コルタナとアレクサにはそれぞれ特徴があり、接続は相互に有益になるとの考えで、ベゾスもマイクロソフトのサトヤ・ナデラCEOも一致する。例えばコルタナは、アウトルックやカレンダーアプリとの一体化が進んでいる。アレクサは家庭用娯楽機器の機能が強みだ。「どちらも個性と専門性が強いため、相互作用によって多彩な機能を利用できる」とナデラは言う。「その点に私もベゾスも共鳴し、協業につながった」

AIアシスタントの開発レースは激化の一途だ。アップルはSiri(シリ)搭載のスピーカー「ホームポッド」を年内に発売予定。グーグルのグーグル・アシスタントはスマートフォンや家庭用スピーカー「グーグル・ホーム」で利用できる。

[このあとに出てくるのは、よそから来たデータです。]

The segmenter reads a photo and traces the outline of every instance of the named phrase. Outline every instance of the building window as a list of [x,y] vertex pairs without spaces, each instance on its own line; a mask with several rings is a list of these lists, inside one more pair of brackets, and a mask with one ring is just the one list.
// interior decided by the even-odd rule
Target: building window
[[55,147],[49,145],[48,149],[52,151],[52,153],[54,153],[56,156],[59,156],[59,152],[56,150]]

アマゾンとマイクロソフトがコラボした今、アップルとグーグルも加わることになるのだろうか? 現時点ではほぼあり得ないだろう。シリとグーグル・アシスタントはそれぞれの社が独占するモバイルOS、iOSとアンドロイドに深く結び付いているからだ。

それでもナデラは、彼らが参加したいと決めれば歓迎するという。AIで垣根を取り払おうとの決意は確からしい。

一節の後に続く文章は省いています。